CUR_DIR=`dirname $0`

This ONLY works when you invoke a.sh with a full pathname, e.g. . /one/two/a.sh

Hi Jim, thanks for the reply.

I make some change directory calls inside a.sh, so that the pwd becomes dirname ${0}. The problem I think is that, I'm not invoking a.sh, but sourcing it inside b.sh:

#!/bin/sh
. /one/two/a.sh

echo $A_DIR

Let's say I invoke b.sh with the following:

/hello/bye/b.sh

Because a.sh makes the following call: dirname ${0}. It gets the path of the current value inside $0, which is actually "/hello/bye/b.sh", since that script is the one being actually invoked.

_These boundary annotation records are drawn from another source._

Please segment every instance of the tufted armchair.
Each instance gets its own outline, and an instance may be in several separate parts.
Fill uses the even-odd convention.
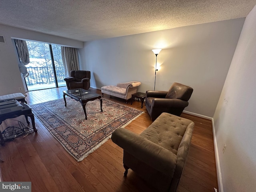
[[[175,192],[194,126],[190,120],[163,113],[140,135],[125,128],[116,129],[111,139],[124,149],[124,176],[130,168],[156,191]]]
[[[64,79],[68,90],[78,88],[88,90],[90,88],[91,72],[80,70],[70,71],[70,77]]]
[[[138,81],[130,81],[126,83],[119,83],[116,86],[108,85],[101,88],[102,96],[104,93],[125,99],[126,103],[132,98],[132,94],[137,92],[138,87],[141,83]]]
[[[168,91],[147,91],[146,107],[151,120],[163,112],[180,116],[188,105],[192,92],[193,88],[178,83],[174,83]]]

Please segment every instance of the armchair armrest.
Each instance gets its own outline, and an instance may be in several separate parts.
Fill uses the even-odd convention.
[[[155,98],[152,100],[151,107],[186,107],[188,102],[178,99]]]
[[[146,92],[146,97],[165,98],[168,92],[167,91],[147,91]]]
[[[90,78],[84,78],[82,80],[82,82],[88,82],[90,81]]]
[[[66,77],[64,79],[64,80],[66,82],[74,81],[75,80],[75,78],[72,77]]]
[[[116,129],[111,139],[124,150],[155,169],[173,175],[177,156],[167,149],[124,128]]]

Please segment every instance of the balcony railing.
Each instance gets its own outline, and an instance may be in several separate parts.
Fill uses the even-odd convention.
[[[50,67],[27,67],[29,75],[25,78],[28,86],[38,84],[54,83],[55,78],[53,68]],[[64,68],[55,67],[58,82],[64,82],[65,78]]]

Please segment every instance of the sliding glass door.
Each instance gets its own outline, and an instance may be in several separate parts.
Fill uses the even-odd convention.
[[[26,66],[29,73],[25,78],[28,90],[65,86],[60,46],[26,41],[30,61]]]

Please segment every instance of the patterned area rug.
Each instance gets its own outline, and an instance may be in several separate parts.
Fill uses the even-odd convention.
[[[102,99],[103,112],[98,99],[86,105],[87,120],[81,104],[67,97],[31,105],[35,115],[66,150],[78,161],[108,139],[118,127],[124,127],[143,112]],[[40,132],[39,132],[40,133]]]

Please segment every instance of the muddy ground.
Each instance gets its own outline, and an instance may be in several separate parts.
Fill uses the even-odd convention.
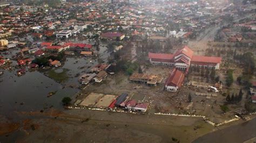
[[[172,142],[175,138],[180,142],[190,142],[214,130],[201,118],[87,109],[58,114],[51,112],[18,113],[20,117],[33,117],[14,133],[1,136],[0,140],[12,142],[16,137],[18,142]],[[24,120],[19,122],[24,123]]]

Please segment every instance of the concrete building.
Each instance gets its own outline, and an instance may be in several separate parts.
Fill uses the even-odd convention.
[[[57,38],[69,38],[69,37],[72,36],[72,31],[71,30],[62,30],[56,34]]]
[[[180,70],[174,69],[165,82],[165,89],[168,91],[178,91],[182,85],[185,75]]]
[[[0,46],[5,46],[8,45],[8,40],[0,40]]]
[[[219,69],[221,62],[221,57],[194,55],[187,46],[174,54],[149,53],[149,58],[152,65],[174,66],[180,70],[187,70],[190,66]]]

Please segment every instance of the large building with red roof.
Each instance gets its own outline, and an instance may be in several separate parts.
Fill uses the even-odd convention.
[[[168,91],[177,91],[181,87],[184,78],[184,74],[177,69],[174,68],[165,82],[165,90]]]
[[[120,33],[120,32],[106,32],[102,33],[100,35],[102,39],[113,39],[113,40],[122,40],[125,38],[125,34]]]
[[[187,46],[174,54],[149,53],[149,58],[152,65],[174,66],[180,70],[186,70],[190,66],[219,69],[221,62],[221,57],[194,55]]]

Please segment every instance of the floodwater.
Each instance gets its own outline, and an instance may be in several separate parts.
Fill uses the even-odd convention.
[[[71,97],[78,89],[65,88],[38,72],[27,72],[18,77],[11,72],[5,71],[0,77],[0,112],[11,116],[14,111],[35,111],[53,106],[62,108],[61,99]],[[49,92],[57,91],[55,95],[47,97]]]
[[[100,58],[107,61],[109,53],[104,46],[100,47],[98,52]],[[8,51],[5,58],[11,58],[19,51],[17,48]],[[11,65],[17,62],[12,61]],[[19,77],[16,75],[18,69],[12,72],[1,69],[4,74],[0,76],[0,113],[1,115],[12,116],[15,111],[31,111],[54,108],[63,109],[61,100],[64,97],[73,97],[79,91],[81,85],[78,80],[80,76],[86,73],[90,67],[98,64],[97,59],[90,58],[68,57],[63,66],[53,68],[56,73],[60,73],[63,69],[68,69],[69,80],[64,83],[59,83],[53,79],[38,71],[29,72]],[[57,91],[56,94],[48,97],[50,92]]]
[[[243,142],[256,137],[255,125],[256,118],[207,134],[193,142]]]

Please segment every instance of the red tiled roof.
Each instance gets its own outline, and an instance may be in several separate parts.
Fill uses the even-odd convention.
[[[4,60],[0,60],[0,65],[4,65],[5,61]]]
[[[174,54],[174,56],[183,54],[191,59],[193,56],[193,53],[194,52],[193,52],[193,51],[192,51],[188,46],[185,46],[183,48],[176,52]]]
[[[69,45],[70,47],[79,47],[80,48],[91,48],[92,46],[91,44],[83,44],[83,43],[72,43],[72,42],[67,42],[63,45],[65,46],[68,46]]]
[[[172,60],[173,58],[173,54],[152,53],[149,52],[149,58],[162,59],[162,60]]]
[[[219,63],[221,61],[221,57],[194,55],[191,59],[191,62]]]
[[[102,33],[102,37],[121,37],[124,34],[120,32],[106,32]]]
[[[131,99],[130,101],[129,101],[125,103],[125,106],[129,106],[129,107],[133,107],[136,105],[137,102],[135,100]]]
[[[256,81],[252,81],[251,83],[253,87],[256,87]]]
[[[52,44],[52,42],[42,42],[41,43],[41,46],[51,46]]]
[[[45,53],[45,52],[43,51],[42,49],[39,49],[39,50],[36,51],[36,52],[35,52],[34,54],[36,56],[39,56],[39,55],[42,55],[44,53]]]
[[[184,80],[185,75],[177,69],[174,69],[170,74],[169,77],[165,83],[166,85],[181,87]]]
[[[252,96],[252,100],[253,100],[253,101],[256,101],[256,96]]]
[[[18,61],[17,64],[19,65],[26,65],[27,62],[31,62],[31,59],[26,59],[25,60],[20,60]]]
[[[148,106],[149,106],[148,103],[138,103],[136,104],[136,105],[135,105],[135,107],[139,108],[147,109]]]
[[[113,101],[109,105],[109,108],[113,109],[114,107],[114,104],[116,104],[116,102],[117,102],[117,100]]]
[[[61,46],[48,46],[46,47],[46,49],[59,49],[62,48],[62,47]]]

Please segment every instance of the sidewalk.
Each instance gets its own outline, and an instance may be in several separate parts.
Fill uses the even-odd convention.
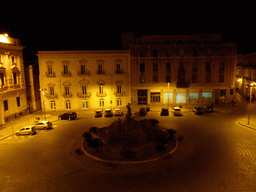
[[[0,126],[0,141],[14,135],[16,131],[20,130],[22,127],[27,125],[34,125],[37,120],[36,117],[40,117],[40,120],[43,119],[43,115],[41,112],[35,112],[28,115],[21,116],[15,120],[11,120],[7,122],[5,125]],[[58,115],[46,114],[46,120],[48,121],[56,121],[58,120]]]

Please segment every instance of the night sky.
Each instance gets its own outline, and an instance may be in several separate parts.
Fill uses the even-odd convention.
[[[20,6],[13,10],[17,17],[1,19],[0,30],[22,41],[26,47],[24,60],[37,59],[39,50],[119,50],[125,32],[136,36],[221,34],[222,42],[237,44],[238,54],[256,52],[255,16],[250,16],[248,7],[243,14],[238,11],[242,5],[202,8],[184,3],[148,6],[129,2],[96,7],[46,3],[34,8]]]

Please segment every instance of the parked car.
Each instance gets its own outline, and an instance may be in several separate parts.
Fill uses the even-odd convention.
[[[94,117],[102,117],[102,112],[101,112],[101,110],[95,111]]]
[[[52,122],[50,121],[39,121],[34,125],[36,129],[48,129],[52,127]]]
[[[73,113],[63,113],[59,115],[59,119],[74,120],[76,116]]]
[[[174,116],[181,116],[181,110],[180,110],[180,107],[174,107],[173,108],[173,115]]]
[[[197,114],[197,115],[203,114],[203,107],[195,106],[195,107],[193,107],[192,110],[193,110],[193,112],[195,112],[195,114]]]
[[[211,106],[203,106],[203,109],[207,113],[212,113],[213,112],[213,108]]]
[[[115,109],[114,116],[120,116],[120,115],[123,115],[123,112],[121,111],[121,109]]]
[[[111,111],[111,109],[105,109],[105,117],[112,117],[113,113]]]
[[[168,116],[169,115],[168,108],[162,108],[162,111],[161,111],[160,115],[161,116]]]
[[[140,116],[145,116],[147,114],[146,108],[140,108]]]
[[[34,126],[26,126],[21,130],[16,131],[16,135],[33,135],[36,133],[36,128]]]

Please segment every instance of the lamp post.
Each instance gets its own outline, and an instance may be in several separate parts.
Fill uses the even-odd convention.
[[[252,86],[253,83],[249,84],[249,92],[250,92],[250,103],[249,103],[249,111],[248,111],[248,125],[251,123],[251,103],[252,103]]]

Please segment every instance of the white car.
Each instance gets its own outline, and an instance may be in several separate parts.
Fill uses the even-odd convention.
[[[26,126],[21,130],[16,131],[16,135],[33,135],[36,133],[36,128],[34,126]]]
[[[174,116],[181,116],[182,115],[179,107],[174,107],[173,108],[173,115]]]
[[[119,115],[123,115],[123,112],[121,111],[121,109],[115,109],[114,116],[119,116]]]
[[[52,122],[50,121],[39,121],[35,124],[36,129],[48,129],[52,127]]]

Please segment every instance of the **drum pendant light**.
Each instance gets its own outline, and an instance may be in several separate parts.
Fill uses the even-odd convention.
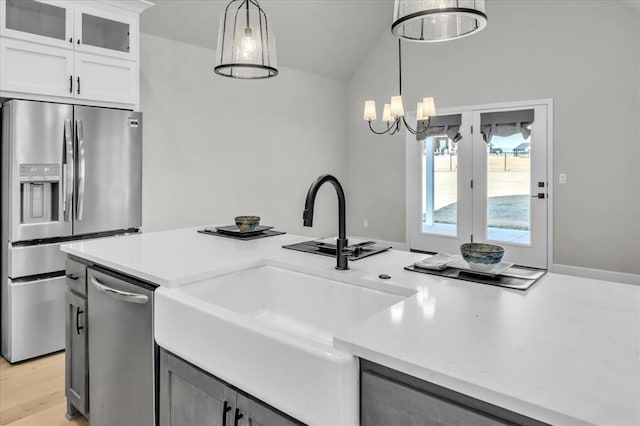
[[[486,26],[484,0],[395,0],[391,32],[407,41],[437,42]]]
[[[258,0],[232,0],[220,17],[214,72],[241,79],[278,75],[276,43]]]

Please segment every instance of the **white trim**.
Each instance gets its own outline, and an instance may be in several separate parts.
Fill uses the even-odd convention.
[[[638,274],[605,271],[604,269],[584,268],[581,266],[561,265],[557,263],[553,263],[549,266],[549,272],[640,286],[640,275]]]

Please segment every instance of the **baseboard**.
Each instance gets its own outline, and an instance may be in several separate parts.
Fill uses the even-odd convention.
[[[595,280],[640,285],[640,275],[628,274],[625,272],[605,271],[603,269],[591,269],[580,266],[560,265],[557,263],[554,263],[549,267],[549,272],[554,272],[556,274],[573,275],[582,278],[592,278]]]

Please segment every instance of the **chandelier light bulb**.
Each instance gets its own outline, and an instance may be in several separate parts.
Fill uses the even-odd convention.
[[[422,119],[426,120],[429,117],[438,115],[436,113],[436,104],[432,97],[422,99]]]
[[[402,117],[404,115],[402,96],[391,97],[391,115],[393,115],[394,117]]]
[[[424,120],[424,115],[422,113],[422,102],[418,102],[418,105],[416,106],[416,120]]]
[[[384,109],[382,111],[382,121],[386,123],[391,123],[392,121],[394,121],[394,118],[391,115],[391,104],[384,104]]]
[[[364,102],[364,119],[367,121],[375,120],[376,117],[376,101]]]
[[[251,28],[249,27],[245,28],[244,36],[242,37],[242,41],[240,42],[240,49],[242,49],[243,52],[251,54],[255,52],[257,48],[258,43],[253,36],[253,31],[251,31]]]

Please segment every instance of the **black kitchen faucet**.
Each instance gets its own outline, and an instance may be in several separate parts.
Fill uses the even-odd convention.
[[[304,203],[304,212],[302,213],[303,225],[313,226],[313,206],[316,202],[316,195],[318,194],[318,190],[320,189],[320,187],[326,182],[331,182],[333,187],[336,189],[336,192],[338,193],[338,239],[336,240],[336,269],[344,271],[349,269],[347,255],[344,253],[344,248],[348,244],[346,231],[347,226],[345,220],[346,203],[342,185],[340,185],[340,182],[338,182],[338,179],[336,179],[334,176],[321,175],[309,187],[309,191],[307,192],[307,200]]]

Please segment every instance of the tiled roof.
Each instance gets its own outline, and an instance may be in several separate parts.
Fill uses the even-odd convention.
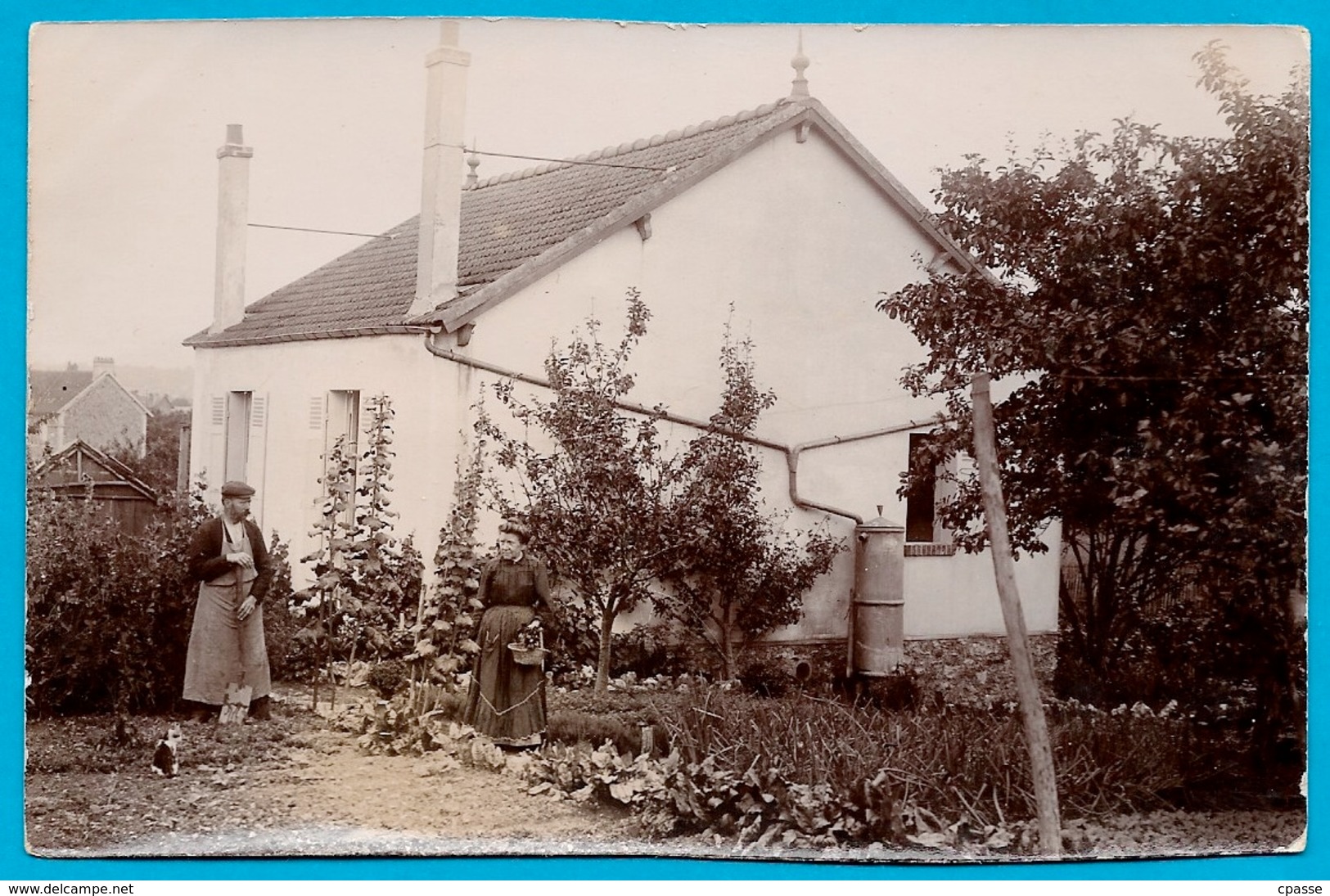
[[[28,415],[45,417],[69,404],[92,383],[90,370],[28,371]]]
[[[492,283],[718,149],[746,144],[773,118],[797,110],[770,104],[572,160],[596,165],[549,162],[481,179],[462,194],[459,292],[467,296]],[[186,344],[408,331],[419,223],[419,215],[404,221],[249,306],[241,323],[219,334],[196,334]]]
[[[458,298],[407,320],[416,284],[419,217],[352,249],[245,310],[219,334],[188,346],[229,346],[454,330],[614,227],[726,165],[769,134],[815,121],[920,227],[958,258],[927,210],[817,100],[773,102],[701,125],[501,174],[462,194]],[[802,126],[802,125],[801,125]],[[411,326],[411,323],[416,326]]]

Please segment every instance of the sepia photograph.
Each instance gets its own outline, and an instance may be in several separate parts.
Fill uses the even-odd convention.
[[[27,852],[1302,852],[1309,41],[36,24]]]

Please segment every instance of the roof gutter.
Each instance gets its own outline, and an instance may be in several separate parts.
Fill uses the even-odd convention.
[[[444,348],[435,342],[438,331],[431,331],[426,334],[424,347],[435,358],[443,358],[444,360],[451,360],[463,367],[471,367],[473,370],[483,370],[488,374],[497,374],[508,379],[517,380],[519,383],[527,383],[529,386],[539,386],[541,388],[551,388],[549,380],[532,376],[531,374],[523,374],[521,371],[509,370],[499,364],[491,364],[489,362],[483,362],[476,358],[468,358],[467,355],[458,354],[451,348]],[[807,499],[799,497],[799,455],[805,451],[813,451],[815,448],[830,448],[833,445],[845,445],[853,441],[864,441],[867,439],[878,439],[880,436],[896,435],[900,432],[908,432],[910,429],[918,429],[920,427],[927,427],[935,423],[934,420],[910,420],[906,423],[898,423],[890,427],[883,427],[880,429],[870,429],[867,432],[858,432],[849,436],[831,436],[829,439],[818,439],[815,441],[805,441],[798,445],[783,445],[778,441],[770,441],[759,436],[754,436],[746,432],[735,432],[733,429],[725,429],[717,427],[708,420],[698,420],[697,417],[688,417],[681,413],[674,413],[673,411],[665,411],[661,408],[649,408],[644,404],[637,404],[636,401],[614,401],[616,408],[621,411],[628,411],[630,413],[640,413],[648,417],[656,417],[660,420],[669,420],[670,423],[677,423],[680,425],[690,427],[693,429],[700,429],[702,432],[718,432],[732,439],[747,443],[750,445],[758,445],[761,448],[770,448],[771,451],[778,451],[785,455],[785,464],[789,469],[789,489],[790,501],[795,506],[801,506],[806,510],[821,510],[823,513],[830,513],[833,516],[845,517],[847,520],[854,520],[855,525],[863,525],[863,517],[858,513],[850,510],[843,510],[841,508],[831,506],[829,504],[819,504],[817,501],[809,501]]]

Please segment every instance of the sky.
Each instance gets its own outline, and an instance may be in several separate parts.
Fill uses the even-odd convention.
[[[188,367],[213,306],[215,150],[254,148],[250,222],[379,233],[416,214],[438,21],[39,25],[31,36],[35,367]],[[563,157],[786,96],[795,25],[464,20],[467,141]],[[811,25],[810,90],[920,199],[967,153],[1132,116],[1221,134],[1193,53],[1220,39],[1258,90],[1307,58],[1275,27]],[[485,157],[480,175],[537,162]],[[363,242],[249,229],[246,300]]]

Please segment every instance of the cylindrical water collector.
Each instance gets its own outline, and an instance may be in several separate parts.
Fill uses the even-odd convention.
[[[878,516],[854,534],[850,671],[890,675],[904,659],[906,528]]]

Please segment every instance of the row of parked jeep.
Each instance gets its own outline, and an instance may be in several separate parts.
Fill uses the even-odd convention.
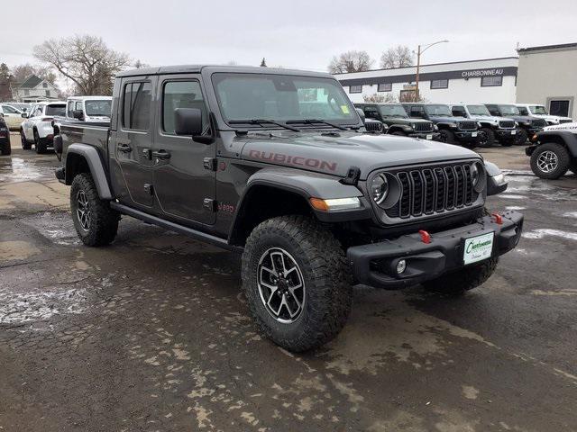
[[[355,104],[368,130],[460,144],[468,148],[523,145],[549,125],[516,104]],[[555,120],[556,123],[571,119]]]

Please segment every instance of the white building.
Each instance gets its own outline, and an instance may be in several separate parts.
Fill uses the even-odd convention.
[[[577,118],[577,43],[517,50],[517,102],[545,105],[552,115]]]
[[[20,103],[34,103],[58,100],[56,87],[35,75],[28,76],[23,83],[13,89],[13,98]]]
[[[513,104],[517,65],[516,57],[422,65],[419,94],[426,102],[437,104]],[[406,92],[414,92],[416,75],[417,68],[409,67],[335,74],[334,77],[354,103],[371,94],[398,101]]]

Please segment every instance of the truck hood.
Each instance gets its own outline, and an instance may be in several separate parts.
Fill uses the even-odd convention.
[[[448,117],[443,115],[430,115],[430,119],[435,123],[458,123],[459,119],[456,117]],[[463,119],[467,120],[467,119]]]
[[[480,158],[473,151],[451,144],[349,131],[249,136],[240,157],[338,176],[345,176],[351,166],[358,166],[362,180],[378,168]]]

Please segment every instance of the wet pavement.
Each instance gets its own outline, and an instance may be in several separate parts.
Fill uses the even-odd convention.
[[[0,158],[0,430],[577,430],[577,177],[483,150],[526,215],[463,298],[358,286],[343,333],[261,338],[237,256],[124,217],[77,240],[51,155]]]

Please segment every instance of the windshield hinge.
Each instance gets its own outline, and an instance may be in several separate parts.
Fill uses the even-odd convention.
[[[356,186],[361,178],[361,168],[358,166],[351,166],[346,173],[346,177],[339,180],[343,184],[351,184]]]

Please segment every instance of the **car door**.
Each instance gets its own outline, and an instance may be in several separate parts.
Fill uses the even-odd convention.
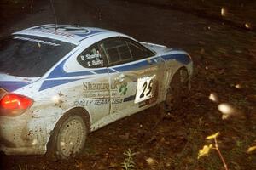
[[[155,104],[163,60],[129,38],[108,38],[100,47],[108,62],[110,114],[113,118],[121,118]]]
[[[90,72],[83,79],[79,99],[75,105],[83,106],[90,113],[91,124],[108,116],[110,110],[110,94],[108,71],[103,54],[98,43],[87,48],[76,59],[77,62]]]

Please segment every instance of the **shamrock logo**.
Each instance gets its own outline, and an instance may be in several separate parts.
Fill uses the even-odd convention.
[[[127,92],[127,84],[124,83],[124,84],[120,85],[120,88],[119,88],[120,94],[125,95],[126,92]]]

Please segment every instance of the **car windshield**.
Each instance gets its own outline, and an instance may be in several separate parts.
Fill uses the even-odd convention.
[[[0,72],[42,76],[76,46],[34,36],[15,35],[0,41]]]

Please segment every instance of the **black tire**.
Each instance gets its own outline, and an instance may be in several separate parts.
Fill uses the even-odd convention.
[[[168,110],[178,109],[189,94],[189,73],[181,68],[173,75],[166,97],[166,108]]]
[[[88,129],[82,113],[65,114],[56,124],[47,149],[47,156],[67,159],[80,154],[85,146]]]

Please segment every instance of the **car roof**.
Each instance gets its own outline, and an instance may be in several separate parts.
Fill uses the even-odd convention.
[[[55,24],[43,25],[27,28],[15,32],[13,33],[13,35],[38,36],[64,41],[78,45],[88,37],[109,33],[112,33],[113,36],[122,35],[120,33],[102,28],[82,27],[79,26]]]

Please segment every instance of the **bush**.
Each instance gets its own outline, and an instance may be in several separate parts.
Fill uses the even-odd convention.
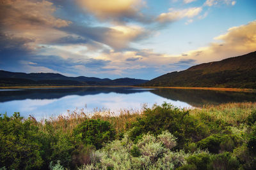
[[[239,162],[229,152],[212,155],[209,167],[212,169],[236,170],[239,167]]]
[[[86,145],[94,145],[97,149],[102,144],[115,139],[115,131],[109,122],[98,120],[86,120],[74,130],[76,139]]]
[[[206,170],[211,162],[211,155],[207,153],[193,154],[186,159],[187,163],[178,169]]]
[[[248,137],[247,147],[250,153],[256,156],[256,125],[252,125],[250,128]]]
[[[197,143],[198,147],[207,149],[211,153],[232,152],[241,142],[234,134],[212,134]]]
[[[251,114],[247,117],[246,123],[249,125],[252,125],[256,122],[256,110],[252,111]]]
[[[191,141],[198,141],[206,136],[206,128],[190,116],[189,111],[174,108],[166,103],[161,106],[156,105],[152,109],[146,108],[144,117],[139,118],[132,125],[130,136],[133,140],[148,132],[159,134],[168,130],[177,138],[179,148]]]
[[[22,120],[19,113],[0,117],[0,164],[8,169],[38,169],[43,164],[38,129],[30,120]]]
[[[175,139],[168,132],[159,136]],[[186,156],[183,152],[171,152],[160,138],[150,134],[143,135],[136,144],[125,134],[122,140],[108,143],[96,152],[100,155],[98,161],[83,167],[83,169],[170,169],[183,164]]]

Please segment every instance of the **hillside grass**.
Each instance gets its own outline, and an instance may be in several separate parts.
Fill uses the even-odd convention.
[[[256,103],[0,117],[0,169],[253,169]]]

On the same lines of your last post, just a few recommendations...

Yes, that's the problem, you need to invoke a.sh script. Sourcing it, will cause it to get executed in the place of the current shell ( b.sh shell/environment), so every command of a.sh will get place in the b.sh shell /environment.
Secondly, in your situation you don't need export in a.sh. That will export the value of the variable A_DIR in the subshells of a.sh ( ex. if you invoke other scripts within a.sh, etc ... ). So to access the value of A_DIR in the outer script b.sh for further processing, one way of doing it, is through invoking a.sh and put the value of A_DIR in a temporary file inside a.sh :

a.sh script :


#!/bin/sh
IN_DIR=`dirname $0`

CUR_DIR=`pwd`
cd $IN_DIR
A_DIR=`pwd`
cd $CUR_DIR

echo $A_DIR > /hello/by/temp_file  

and b.sh script :


#!/bin/sh

/one/two/a.sh
my_dir=`cat /hello/by/temp_file`

#To see the result
echo " This is A_DIR " $my_dir

# If you don't need the temp_file 
rm /hello/by/temp_file

Hope this helps.

There is rarely, if ever, a need to find the path to a script.

Put your scripts in a directory in your PATH and don't worry about where they are.